“A girl from home——!”
“Well, all America seems home from this place. And I shouldn’t be surprised if we knew a lot of the same people ... You can get a good line on me that way, you know,” he laughed. “Now I went to Williams and then to Boston Tech., and there must be acquaintances——”
“Don’t!” said Arlee, with a laughing gesture of prohibition. “We probably have thousands of the same acquaintances, and you would turn out to be some one I knew everything about—perhaps the first fiance of my roommate whose letters I used to help her answer.”
“Where did you go to school?”
“At Elm Court School, near New York. For just a year.”
He shook his head with an air of relief. “Never was engaged to anybody’s roommate there.... But if you’d rather not have my background painted——”
“Much rather not,” said the girl gaily. “Why, half the romance, I mean the fun, of meeting people abroad is not knowing anything about them beforehand.”
The music was beginning again. Unwillingly the remembrance of the outer world beat back into Billy’s mind. Unhappily he became aware that the room appeared blackened with young men in evening clothes, staring ominously his way.
Squarely he stood in front of the girl. “I think this is the encore to our dance,” he told her with a little smile.
She shook her pretty head laughingly at him—and then yielded to his clasping hands. “But we must dance back to the Evershams,” she demurred. “It is time for us to go to our concert.”
But Billy had no intention of relinquishing her before the music ceased. It was a one step, and it carried them with it in a gaiety of rhythm to which the girl gave herself with the light-hearted abandon of a romping child. Her light feet seemed scarcely to brush the floor; the delicate flush of her cheeks deepened with the stirring blood; her lips parted breathlessly over white little teeth, and when her eyes, intensely blue, met Billy’s, the smile in them quickened in sparkling radiance. She was the very spirit of the dance; she was Youth and Joy incarnate. And the heart behind the white shirt bosom near which her fairy hair was floating began to pitch and toss like a laboring ship in the very devil of a sea.

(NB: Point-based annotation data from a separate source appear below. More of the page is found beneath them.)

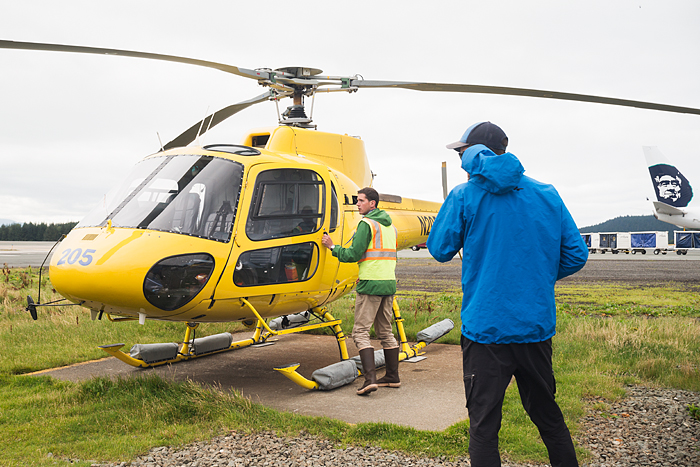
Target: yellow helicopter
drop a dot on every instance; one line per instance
(232, 232)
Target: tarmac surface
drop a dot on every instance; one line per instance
(431, 396)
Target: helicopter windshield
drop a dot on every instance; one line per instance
(191, 195)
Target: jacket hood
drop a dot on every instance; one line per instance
(491, 172)
(380, 216)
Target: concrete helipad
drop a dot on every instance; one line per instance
(431, 396)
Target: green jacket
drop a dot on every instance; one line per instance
(360, 242)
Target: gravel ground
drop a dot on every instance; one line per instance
(650, 427)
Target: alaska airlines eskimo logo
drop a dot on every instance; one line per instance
(671, 186)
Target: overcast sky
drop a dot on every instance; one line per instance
(72, 125)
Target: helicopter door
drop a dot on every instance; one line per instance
(278, 261)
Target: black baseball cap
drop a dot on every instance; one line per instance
(485, 133)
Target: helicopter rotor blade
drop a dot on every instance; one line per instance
(478, 89)
(244, 72)
(214, 119)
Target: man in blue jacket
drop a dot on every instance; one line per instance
(518, 239)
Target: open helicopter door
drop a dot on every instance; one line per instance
(277, 260)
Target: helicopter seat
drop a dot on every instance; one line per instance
(219, 223)
(281, 226)
(186, 213)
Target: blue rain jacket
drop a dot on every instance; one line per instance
(518, 239)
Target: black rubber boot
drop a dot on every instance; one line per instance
(369, 372)
(391, 378)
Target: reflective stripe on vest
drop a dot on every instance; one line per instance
(379, 261)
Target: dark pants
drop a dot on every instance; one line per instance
(488, 369)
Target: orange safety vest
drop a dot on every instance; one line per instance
(379, 261)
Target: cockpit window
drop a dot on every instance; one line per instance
(192, 195)
(287, 202)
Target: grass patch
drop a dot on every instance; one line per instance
(608, 336)
(65, 335)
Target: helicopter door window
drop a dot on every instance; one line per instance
(290, 263)
(286, 203)
(185, 194)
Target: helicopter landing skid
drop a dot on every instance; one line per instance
(344, 372)
(152, 355)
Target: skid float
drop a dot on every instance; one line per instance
(336, 375)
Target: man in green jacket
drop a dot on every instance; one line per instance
(374, 249)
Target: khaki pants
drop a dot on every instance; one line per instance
(375, 309)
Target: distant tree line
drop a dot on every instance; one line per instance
(30, 232)
(633, 224)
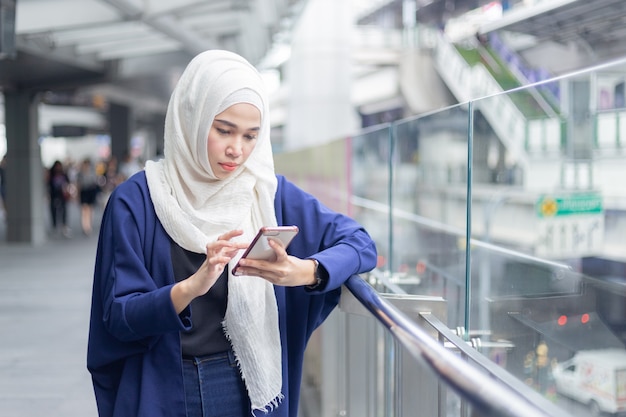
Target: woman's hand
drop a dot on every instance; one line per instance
(285, 270)
(219, 253)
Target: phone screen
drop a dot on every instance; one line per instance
(260, 248)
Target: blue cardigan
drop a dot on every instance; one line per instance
(134, 351)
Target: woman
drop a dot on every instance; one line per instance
(59, 192)
(88, 188)
(173, 332)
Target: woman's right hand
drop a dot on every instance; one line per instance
(219, 253)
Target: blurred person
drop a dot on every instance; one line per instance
(173, 332)
(88, 189)
(129, 167)
(59, 193)
(3, 189)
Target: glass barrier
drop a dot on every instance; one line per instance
(516, 218)
(429, 206)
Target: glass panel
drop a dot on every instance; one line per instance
(548, 276)
(370, 186)
(429, 200)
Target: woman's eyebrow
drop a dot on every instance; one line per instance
(233, 125)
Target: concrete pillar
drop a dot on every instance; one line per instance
(120, 129)
(319, 76)
(26, 202)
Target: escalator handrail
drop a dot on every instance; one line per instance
(483, 391)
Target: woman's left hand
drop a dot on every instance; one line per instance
(285, 270)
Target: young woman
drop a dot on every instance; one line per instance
(173, 332)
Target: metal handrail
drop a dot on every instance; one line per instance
(485, 392)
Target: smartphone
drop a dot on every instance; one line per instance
(259, 247)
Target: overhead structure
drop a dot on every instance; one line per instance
(132, 49)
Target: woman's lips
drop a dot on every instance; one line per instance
(229, 167)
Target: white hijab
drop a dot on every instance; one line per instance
(195, 207)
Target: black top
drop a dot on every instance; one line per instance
(207, 312)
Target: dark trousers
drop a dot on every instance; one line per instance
(214, 388)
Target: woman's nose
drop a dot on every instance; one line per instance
(235, 148)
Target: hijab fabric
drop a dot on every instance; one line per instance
(195, 207)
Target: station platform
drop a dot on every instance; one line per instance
(44, 318)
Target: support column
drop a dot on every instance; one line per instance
(319, 74)
(26, 203)
(120, 130)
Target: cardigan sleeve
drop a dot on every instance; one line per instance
(337, 241)
(133, 274)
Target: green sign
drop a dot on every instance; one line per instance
(567, 205)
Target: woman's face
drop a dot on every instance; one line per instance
(232, 138)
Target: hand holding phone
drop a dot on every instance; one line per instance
(260, 248)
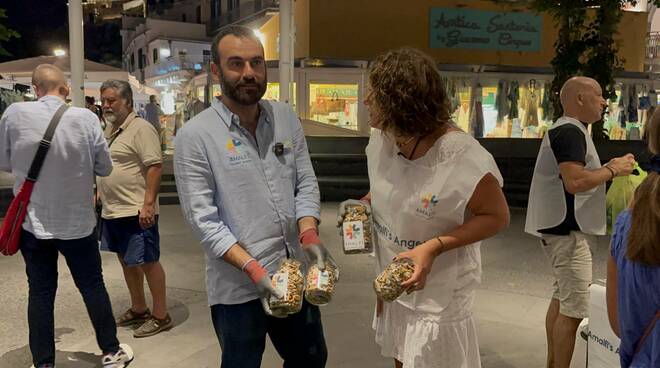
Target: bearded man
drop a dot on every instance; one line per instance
(248, 190)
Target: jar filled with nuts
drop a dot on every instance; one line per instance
(388, 284)
(356, 230)
(320, 285)
(289, 280)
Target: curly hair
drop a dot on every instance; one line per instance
(408, 93)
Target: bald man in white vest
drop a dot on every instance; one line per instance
(567, 209)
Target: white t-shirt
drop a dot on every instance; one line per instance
(414, 201)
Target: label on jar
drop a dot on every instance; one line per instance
(322, 279)
(354, 235)
(281, 283)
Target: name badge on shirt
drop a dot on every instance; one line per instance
(237, 152)
(426, 205)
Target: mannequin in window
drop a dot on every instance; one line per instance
(530, 102)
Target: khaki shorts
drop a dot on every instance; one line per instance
(570, 257)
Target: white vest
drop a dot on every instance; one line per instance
(414, 201)
(547, 202)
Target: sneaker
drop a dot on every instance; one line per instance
(120, 359)
(130, 318)
(153, 326)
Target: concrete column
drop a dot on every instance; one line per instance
(286, 50)
(77, 53)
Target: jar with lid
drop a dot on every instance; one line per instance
(357, 234)
(320, 285)
(388, 284)
(290, 281)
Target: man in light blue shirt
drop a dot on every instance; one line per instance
(60, 216)
(248, 190)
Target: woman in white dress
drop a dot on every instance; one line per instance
(435, 193)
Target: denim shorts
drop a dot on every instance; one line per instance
(125, 237)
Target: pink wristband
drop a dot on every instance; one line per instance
(309, 237)
(254, 270)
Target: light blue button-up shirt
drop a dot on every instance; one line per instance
(234, 188)
(61, 205)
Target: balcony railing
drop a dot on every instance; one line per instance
(193, 63)
(244, 10)
(653, 52)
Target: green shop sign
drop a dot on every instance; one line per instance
(477, 29)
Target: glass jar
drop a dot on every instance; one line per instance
(356, 230)
(388, 284)
(289, 280)
(320, 285)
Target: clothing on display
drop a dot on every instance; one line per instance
(633, 104)
(623, 106)
(8, 97)
(546, 106)
(513, 96)
(530, 101)
(501, 101)
(477, 113)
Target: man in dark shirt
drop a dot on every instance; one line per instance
(569, 145)
(567, 210)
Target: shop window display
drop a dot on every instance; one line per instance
(500, 108)
(273, 93)
(334, 104)
(629, 112)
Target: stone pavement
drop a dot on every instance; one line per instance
(510, 306)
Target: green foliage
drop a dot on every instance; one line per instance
(5, 34)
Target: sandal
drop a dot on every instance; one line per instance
(131, 318)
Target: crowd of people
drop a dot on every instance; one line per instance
(249, 193)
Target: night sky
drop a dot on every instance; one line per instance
(43, 26)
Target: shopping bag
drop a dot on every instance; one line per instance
(10, 230)
(620, 195)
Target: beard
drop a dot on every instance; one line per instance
(244, 92)
(110, 117)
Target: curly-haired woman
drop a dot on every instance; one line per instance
(633, 269)
(435, 194)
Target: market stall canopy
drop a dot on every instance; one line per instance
(26, 66)
(20, 72)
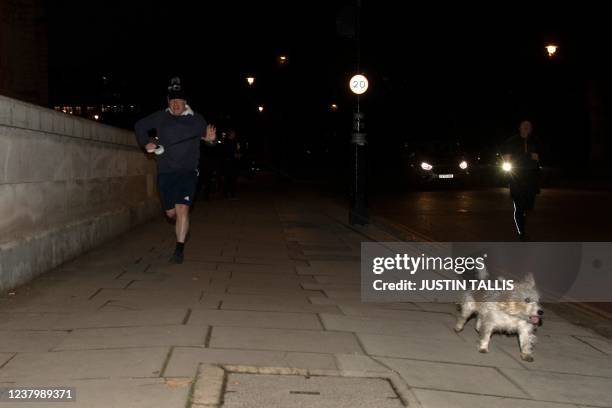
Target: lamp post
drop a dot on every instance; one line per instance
(358, 213)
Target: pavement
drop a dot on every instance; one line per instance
(266, 312)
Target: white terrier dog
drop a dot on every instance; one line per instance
(514, 311)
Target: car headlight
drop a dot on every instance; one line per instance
(426, 166)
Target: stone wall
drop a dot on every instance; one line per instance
(66, 185)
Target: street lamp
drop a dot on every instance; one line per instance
(358, 214)
(551, 49)
(358, 84)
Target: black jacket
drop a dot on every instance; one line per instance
(170, 129)
(521, 149)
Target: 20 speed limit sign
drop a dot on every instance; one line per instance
(358, 84)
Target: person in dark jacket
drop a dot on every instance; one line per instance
(231, 153)
(521, 155)
(178, 132)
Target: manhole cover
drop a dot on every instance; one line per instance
(259, 390)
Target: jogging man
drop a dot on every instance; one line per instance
(179, 130)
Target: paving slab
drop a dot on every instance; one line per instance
(244, 390)
(124, 393)
(286, 340)
(29, 341)
(454, 377)
(442, 399)
(123, 337)
(451, 349)
(184, 360)
(425, 329)
(277, 320)
(89, 364)
(556, 387)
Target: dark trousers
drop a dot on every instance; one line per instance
(523, 190)
(230, 175)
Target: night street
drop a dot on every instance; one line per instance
(487, 215)
(335, 204)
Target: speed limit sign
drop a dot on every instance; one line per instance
(358, 84)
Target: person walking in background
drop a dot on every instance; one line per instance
(231, 156)
(521, 156)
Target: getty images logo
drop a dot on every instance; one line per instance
(412, 264)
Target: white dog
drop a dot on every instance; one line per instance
(514, 311)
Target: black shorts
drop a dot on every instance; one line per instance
(523, 192)
(177, 188)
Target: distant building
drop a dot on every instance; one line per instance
(24, 51)
(108, 103)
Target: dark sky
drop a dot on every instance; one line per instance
(435, 69)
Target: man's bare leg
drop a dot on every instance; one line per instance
(182, 222)
(181, 211)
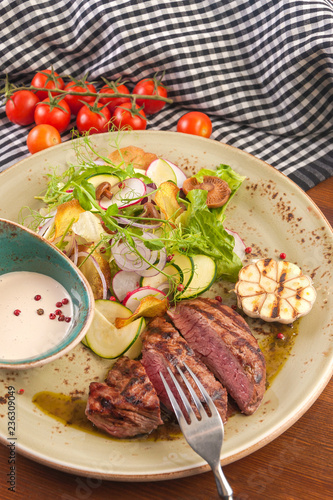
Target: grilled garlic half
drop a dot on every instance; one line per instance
(274, 291)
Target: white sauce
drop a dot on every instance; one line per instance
(30, 334)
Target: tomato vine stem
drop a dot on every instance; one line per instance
(9, 90)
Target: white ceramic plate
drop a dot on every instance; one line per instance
(272, 215)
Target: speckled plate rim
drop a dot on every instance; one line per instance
(303, 406)
(184, 472)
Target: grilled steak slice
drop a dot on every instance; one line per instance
(224, 342)
(163, 347)
(127, 404)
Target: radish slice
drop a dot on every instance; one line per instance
(98, 269)
(160, 171)
(239, 247)
(126, 193)
(179, 178)
(124, 282)
(132, 299)
(128, 260)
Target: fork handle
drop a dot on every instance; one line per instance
(223, 487)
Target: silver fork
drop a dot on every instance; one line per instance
(205, 436)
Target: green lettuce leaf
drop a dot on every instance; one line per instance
(205, 234)
(203, 227)
(228, 175)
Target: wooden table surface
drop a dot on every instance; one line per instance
(295, 466)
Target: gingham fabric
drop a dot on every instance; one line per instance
(261, 69)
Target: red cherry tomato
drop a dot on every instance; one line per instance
(113, 102)
(129, 117)
(58, 118)
(42, 137)
(88, 120)
(150, 86)
(20, 107)
(73, 101)
(195, 123)
(47, 82)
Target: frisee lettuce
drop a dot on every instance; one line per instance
(205, 225)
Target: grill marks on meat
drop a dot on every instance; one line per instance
(225, 344)
(127, 404)
(162, 347)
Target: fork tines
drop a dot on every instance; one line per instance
(191, 414)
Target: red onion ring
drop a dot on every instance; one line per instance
(98, 269)
(123, 220)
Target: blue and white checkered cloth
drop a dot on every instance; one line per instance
(261, 69)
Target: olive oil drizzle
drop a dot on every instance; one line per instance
(70, 410)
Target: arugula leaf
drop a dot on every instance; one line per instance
(154, 244)
(112, 210)
(209, 237)
(228, 175)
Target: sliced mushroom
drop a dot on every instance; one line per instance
(104, 189)
(150, 211)
(218, 190)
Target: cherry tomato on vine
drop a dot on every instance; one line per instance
(58, 118)
(20, 107)
(129, 116)
(73, 101)
(89, 120)
(195, 123)
(150, 86)
(42, 137)
(113, 102)
(49, 81)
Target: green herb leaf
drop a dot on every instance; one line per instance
(154, 244)
(112, 210)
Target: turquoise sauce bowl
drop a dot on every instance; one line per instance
(23, 250)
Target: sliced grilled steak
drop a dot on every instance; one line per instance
(224, 342)
(162, 347)
(127, 404)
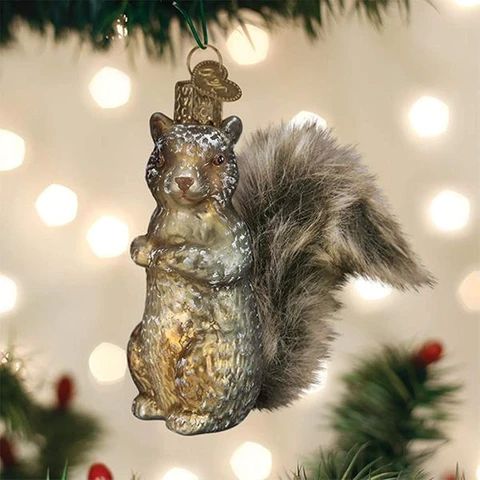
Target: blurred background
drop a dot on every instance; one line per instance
(74, 141)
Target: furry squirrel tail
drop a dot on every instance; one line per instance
(316, 217)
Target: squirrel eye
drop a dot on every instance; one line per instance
(218, 159)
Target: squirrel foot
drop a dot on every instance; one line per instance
(145, 408)
(189, 423)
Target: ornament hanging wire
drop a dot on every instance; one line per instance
(188, 19)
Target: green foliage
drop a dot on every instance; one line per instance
(390, 404)
(93, 20)
(16, 407)
(58, 435)
(344, 466)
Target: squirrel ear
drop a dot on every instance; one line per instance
(159, 124)
(233, 127)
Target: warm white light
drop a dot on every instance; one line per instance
(251, 461)
(8, 294)
(469, 291)
(121, 26)
(12, 150)
(57, 205)
(320, 381)
(108, 237)
(306, 118)
(108, 363)
(179, 474)
(449, 211)
(370, 289)
(468, 3)
(429, 116)
(247, 50)
(110, 87)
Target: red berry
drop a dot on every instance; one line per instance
(99, 471)
(430, 352)
(7, 453)
(64, 389)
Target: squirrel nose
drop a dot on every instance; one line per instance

“I think I’ll go up the Nile again,” said Billy irrelevantly.
She laughed elfishly at him, her head swaying faintly with the rhythm.
“Three weeks,” said Billy under his breath, “that’s twenty-one days—at ten dollars a day. Now I wonder how many hours—or moments—that rash outlay would assure?”
“You miser! You calculating——”
“You have to calculate—when you’re an engineer.”
“But to be sure spoils the charm! Now I—I do things on impulse.”
“If you will only have the impulse to dance with me—on the Nile——”
“Why not risk it?” she challenged lightly, arrant mischief in her eyes. She added, in mocking tone, “There’s a moon.”